Expansion and collapse of single cavitation bubbles right at a solid boundary

Abstract

We present results from numerical simulations modeling the dynamics of single (laser-generated) cavitation bubbles expanding and collapsing right at a plane solid boundary. The model consists of a bubble filled with a small amount of non-condensable gas in a compressible liquid. The Navier-Stokes equations are discretized with the finite volume method. The volume of fluid method is used to capture the interface between liquid and gas. The model is implemented in the open source software package OpenFOAM.

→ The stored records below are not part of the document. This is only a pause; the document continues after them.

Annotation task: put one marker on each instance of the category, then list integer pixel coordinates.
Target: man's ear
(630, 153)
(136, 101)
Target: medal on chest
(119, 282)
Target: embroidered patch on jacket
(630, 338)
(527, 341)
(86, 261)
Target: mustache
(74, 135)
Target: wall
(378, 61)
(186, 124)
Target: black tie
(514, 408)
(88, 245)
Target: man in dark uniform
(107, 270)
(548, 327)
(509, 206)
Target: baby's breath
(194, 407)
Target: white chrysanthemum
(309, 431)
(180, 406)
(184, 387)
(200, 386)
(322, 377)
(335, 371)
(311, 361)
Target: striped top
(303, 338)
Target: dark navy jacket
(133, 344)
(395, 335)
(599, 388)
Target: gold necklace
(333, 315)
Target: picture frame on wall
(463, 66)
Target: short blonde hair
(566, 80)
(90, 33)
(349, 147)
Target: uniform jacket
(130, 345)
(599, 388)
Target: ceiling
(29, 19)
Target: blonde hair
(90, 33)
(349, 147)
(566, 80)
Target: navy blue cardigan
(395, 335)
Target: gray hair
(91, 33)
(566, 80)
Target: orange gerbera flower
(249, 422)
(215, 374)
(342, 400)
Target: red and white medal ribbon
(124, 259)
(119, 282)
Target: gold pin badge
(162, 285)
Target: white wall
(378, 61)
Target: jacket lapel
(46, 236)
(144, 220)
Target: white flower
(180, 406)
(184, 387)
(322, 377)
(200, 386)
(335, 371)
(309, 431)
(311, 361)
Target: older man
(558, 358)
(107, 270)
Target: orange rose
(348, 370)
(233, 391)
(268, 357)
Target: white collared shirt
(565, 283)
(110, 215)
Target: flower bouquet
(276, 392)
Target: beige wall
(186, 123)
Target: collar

A millimeter sized bubble in water serves as reference to discuss bubble dynamics. The most intriguing phenomenon that occurs in this configuration is the formation of a fast jet that is directed towards the solid with a speed of the order of 1000 m/s. The jet formation mechanism is explained. Paradoxically, in this setting, jet formation causally is related to the viscosity of the liquid.

Bubble size and liquid viscosity are varied. It is shown that fast jet formation persists for a wide range of liquid viscosities, including e.g.~50 cSt silicone oil. Bubble dynamics and the jet formation mechanism are discussed for values of a bubble Reynolds number, $\Reyb$, ranging from 15 to 50 000, with fast jet formation occurring for $\Reyb \gtrsim 300$.